Recordon Luc · Nationalrat · 2007-03-07
Recordon Luc · Nationalrat · Waadt · Grüne Fraktion · 2007-03-07
Wortprotokoll
J'en viens maintenant à un problème qui n'est pas nouveau pour vous: c'est celui de la prescription en matière économique. Certes, ici, il s'agit de la prescription dans le domaine de la confiscation, et non pas dans le domaine d'une peine. Mais, en matière de confiscation, le problème est d'une certaine façon moins douloureux, car, bien sûr, lorsque l'on inflige une sanction pénale, la nécessité de l'écoulement du temps se fait plus sentir dès lors qu'il y a un rôle "sanctionnateur", voire - espérons-le - éducatif de la peine. La confiscation répond essentiellement à d'autres objectifs: elle vise à éviter quelque chose de scandaleux, c'est-à-dire qu'un objet de délit ou un instrument de délit demeure dans les mains de son auteur. Dès lors, on peut se permettre plus facilement d'allonger un délai de prescription.

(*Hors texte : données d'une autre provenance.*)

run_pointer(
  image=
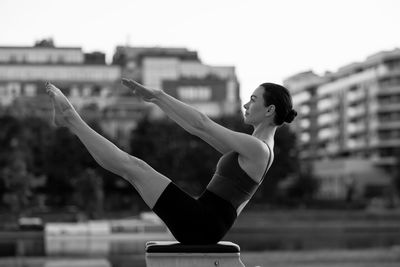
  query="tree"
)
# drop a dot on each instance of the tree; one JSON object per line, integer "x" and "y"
{"x": 18, "y": 184}
{"x": 88, "y": 193}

Ma proposition de minorité tend à faire en sorte que, lorsque nous n'avons pas affaire à une simple contravention, mais à un délit ou à un crime, nous puissions allonger la prescription au-delà des sept ans qui sont prévus par le projet. Vous direz peut-être que dans une loi de droit pénal administratif, quinze ans c'est long; mais il faut mesurer ces quinze ans à l'aune de la difficulté de la répression. Nous avons pu observer, dans cette loi, qu'il fallait donner des moyens exceptionnels: lorsque nous avons parlé tout à l'heure du secret professionnel, nous avons accepté certaines entorses - trop graves, d'ailleurs, à mon avis. S'il faut des entorses, alors faisons-les dans un domaine tout de même moins douloureux: celui de la prescription en matière de confiscation. Ces enquêtes, ces investigations peuvent être, rappelons-le, rallongées facilement par la ou les personnes responsables. Il y a donc parfois de très longues années qui s'écoulent avant qu'on puisse arriver à établir les faits et à prendre une décision de première instance. Par ailleurs, on ne découvre pas toujours les faits tout de suite, on n'en prend pas toujours tout de suite la mesure. C'est donc un exemple, une fois de plus, où nous devons, dans le domaine économique et financier, consentir à une durée plus longue pour des raisons d'efficacité.
Je vous invite, en mon propre nom et au nom de mon groupe - qui partage pleinement mes considérations -, à soutenir ma proposition de minorité.